Some common responses were to say surprising, unusual, and unlikely.  Other synonyms offered were odd and weird.  Slightly longer responses included out-of-the-ordinary and out-of-context.  For example, if someone says that a “random” thing happened to them today, they probably mean that it was an unusual, out-of-the-ordinary, occurrence.

A second type of response referred to being haphazard or unpredictable, lacking a pattern or plan.

e) Look up some definitions of “random” in an online dictionary.

I wanted my students to think first for themselves about everyday meanings of “random.”  But then I figured that I should take advantage of knowing that the students are all online during class.  Some dictionary definitions that they provided include:

  • Unknown, unspecified
  • Without method or conscious decision
  • Lacking definite purpose or plan

f) In what ways is “random” used in statistics?

I intended to spend a good bit of time on this question.  Because most students take this course about halfway through their undergraduate career, it provides a good opportunity to review some of the most important topics that they should have learned.  Prior to the class meeting, I had four aspects of “random” in mind for this discussion:

  • Random sampling aims to select a representative sample from a population, so findings about the sample can be generalized to the population.
  • Random assignment tends to produce similar treatment groups, to enable cause-and-effect conclusions if the treatment groups reveal a significant difference in the response.
  • Random selection applies to situations such as choosing a representative from a group of people or dealing out cards in a game.
  • Random variables can model various real-world phenomena, such as waiting time at a fast-food restaurant or number of transactions at an automatic teller machine.

I don’t think I’m very good at leading class discussions, in part because I often have a specific endpoint in mind as I did with this question.  Sometimes I even confess to my students that I’d like them to read my mind, even though I know that’s completely unfair to ask.  In this case my students read my mind quite well and suggested a variation on each of these four aspects of the word “random.”

g) Would you say that the everyday usage of “random” is a help or a hindrance when trying to communicate statistical uses of the word?

Once again, I wish that I had prepared this as a poll question in advance.  Instead I asked students to reply in the chat window, and most of them were reluctant to do that.  Those who volunteered an answer voted for hindrance, which is the response I was hoping for. 

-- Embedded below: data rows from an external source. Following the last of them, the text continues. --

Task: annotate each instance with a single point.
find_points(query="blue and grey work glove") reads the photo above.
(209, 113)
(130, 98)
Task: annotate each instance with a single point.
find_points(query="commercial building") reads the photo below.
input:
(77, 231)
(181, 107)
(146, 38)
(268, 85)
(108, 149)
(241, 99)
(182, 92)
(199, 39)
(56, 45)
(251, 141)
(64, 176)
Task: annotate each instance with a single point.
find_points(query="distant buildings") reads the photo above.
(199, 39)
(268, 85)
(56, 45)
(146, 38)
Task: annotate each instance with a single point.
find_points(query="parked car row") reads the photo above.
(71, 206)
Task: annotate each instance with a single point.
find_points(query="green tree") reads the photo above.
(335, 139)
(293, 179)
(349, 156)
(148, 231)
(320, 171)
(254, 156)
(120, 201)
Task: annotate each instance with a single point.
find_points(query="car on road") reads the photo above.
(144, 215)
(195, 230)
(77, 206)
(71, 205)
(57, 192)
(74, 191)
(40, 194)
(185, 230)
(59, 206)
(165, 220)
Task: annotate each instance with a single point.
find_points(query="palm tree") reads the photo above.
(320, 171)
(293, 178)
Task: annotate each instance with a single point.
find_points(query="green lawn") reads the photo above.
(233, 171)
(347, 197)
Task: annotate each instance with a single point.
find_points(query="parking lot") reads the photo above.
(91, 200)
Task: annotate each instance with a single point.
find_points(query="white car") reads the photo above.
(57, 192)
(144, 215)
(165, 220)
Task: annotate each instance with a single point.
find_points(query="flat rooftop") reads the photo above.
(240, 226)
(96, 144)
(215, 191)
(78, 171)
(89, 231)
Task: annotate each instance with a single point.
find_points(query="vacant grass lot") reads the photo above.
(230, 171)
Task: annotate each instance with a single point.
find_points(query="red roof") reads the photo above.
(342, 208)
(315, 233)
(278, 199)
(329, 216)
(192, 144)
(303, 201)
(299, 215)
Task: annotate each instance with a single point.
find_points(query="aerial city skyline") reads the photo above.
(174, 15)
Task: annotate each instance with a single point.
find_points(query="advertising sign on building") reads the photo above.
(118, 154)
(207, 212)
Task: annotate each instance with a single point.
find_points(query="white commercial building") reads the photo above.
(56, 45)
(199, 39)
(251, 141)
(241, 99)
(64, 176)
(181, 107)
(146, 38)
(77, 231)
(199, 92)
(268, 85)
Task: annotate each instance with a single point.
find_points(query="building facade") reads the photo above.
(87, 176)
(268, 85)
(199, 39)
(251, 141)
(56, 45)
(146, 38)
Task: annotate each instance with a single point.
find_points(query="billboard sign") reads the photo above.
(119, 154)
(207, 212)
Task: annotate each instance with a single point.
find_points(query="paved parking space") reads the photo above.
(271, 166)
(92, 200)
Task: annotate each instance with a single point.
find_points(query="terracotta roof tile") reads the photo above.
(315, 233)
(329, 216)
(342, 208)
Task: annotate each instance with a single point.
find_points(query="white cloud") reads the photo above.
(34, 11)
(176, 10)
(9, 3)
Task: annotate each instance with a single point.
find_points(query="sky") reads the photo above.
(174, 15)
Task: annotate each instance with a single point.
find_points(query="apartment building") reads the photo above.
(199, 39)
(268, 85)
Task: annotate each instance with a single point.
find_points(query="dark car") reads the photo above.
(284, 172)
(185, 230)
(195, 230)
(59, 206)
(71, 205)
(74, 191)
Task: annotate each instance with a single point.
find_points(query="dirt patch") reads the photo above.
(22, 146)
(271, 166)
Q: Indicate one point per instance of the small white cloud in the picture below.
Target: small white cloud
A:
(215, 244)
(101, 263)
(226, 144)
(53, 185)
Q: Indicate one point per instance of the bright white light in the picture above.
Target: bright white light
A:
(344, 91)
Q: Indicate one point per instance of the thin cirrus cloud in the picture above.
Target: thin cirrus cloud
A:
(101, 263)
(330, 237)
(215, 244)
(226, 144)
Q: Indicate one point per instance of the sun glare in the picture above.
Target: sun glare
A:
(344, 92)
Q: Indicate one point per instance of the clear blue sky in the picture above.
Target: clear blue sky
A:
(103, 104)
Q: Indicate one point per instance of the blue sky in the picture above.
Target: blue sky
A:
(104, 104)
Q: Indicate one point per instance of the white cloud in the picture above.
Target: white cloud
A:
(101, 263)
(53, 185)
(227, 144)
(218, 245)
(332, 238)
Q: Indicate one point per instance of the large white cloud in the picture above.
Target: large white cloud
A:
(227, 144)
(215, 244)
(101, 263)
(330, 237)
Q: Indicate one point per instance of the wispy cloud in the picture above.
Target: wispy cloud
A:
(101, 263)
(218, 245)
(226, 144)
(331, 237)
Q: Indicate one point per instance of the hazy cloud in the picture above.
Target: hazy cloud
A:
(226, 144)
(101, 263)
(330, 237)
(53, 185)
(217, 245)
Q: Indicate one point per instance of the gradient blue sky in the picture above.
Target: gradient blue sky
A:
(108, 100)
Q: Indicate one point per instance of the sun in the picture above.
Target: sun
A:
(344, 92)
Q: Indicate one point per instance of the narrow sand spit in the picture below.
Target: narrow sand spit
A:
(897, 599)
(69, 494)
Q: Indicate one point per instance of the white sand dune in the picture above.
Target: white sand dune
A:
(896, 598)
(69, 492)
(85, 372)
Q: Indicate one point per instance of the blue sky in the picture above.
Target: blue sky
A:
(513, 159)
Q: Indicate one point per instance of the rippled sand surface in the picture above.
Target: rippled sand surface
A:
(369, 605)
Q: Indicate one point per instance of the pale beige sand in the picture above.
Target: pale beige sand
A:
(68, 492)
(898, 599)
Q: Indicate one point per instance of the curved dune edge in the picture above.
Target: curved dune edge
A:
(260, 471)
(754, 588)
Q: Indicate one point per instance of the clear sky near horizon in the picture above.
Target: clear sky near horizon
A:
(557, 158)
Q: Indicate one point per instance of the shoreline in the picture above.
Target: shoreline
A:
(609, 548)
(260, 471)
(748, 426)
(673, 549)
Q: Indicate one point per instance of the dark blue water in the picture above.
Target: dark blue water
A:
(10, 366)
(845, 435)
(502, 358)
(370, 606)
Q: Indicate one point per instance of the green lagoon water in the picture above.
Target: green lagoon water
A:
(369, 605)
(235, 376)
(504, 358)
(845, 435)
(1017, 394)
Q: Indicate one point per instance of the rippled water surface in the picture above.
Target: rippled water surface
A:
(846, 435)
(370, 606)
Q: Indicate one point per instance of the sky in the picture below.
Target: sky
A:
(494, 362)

I proposed to students that there is substantial irony here.  In everyday usage random means having no method or plan.  But random sampling and random assignment are very specific methods that require a lot of planning to implement.  Similarly, a random variable provides a very specific, predictable pattern for the long-run behavior of what it’s modeling, even though the outcome of a specific instance is unpredictable.

I try to think a lot about what kind of assessments to provide after a class session like this.  In this case, I made two small assignments and am contemplating a third, more substantial one.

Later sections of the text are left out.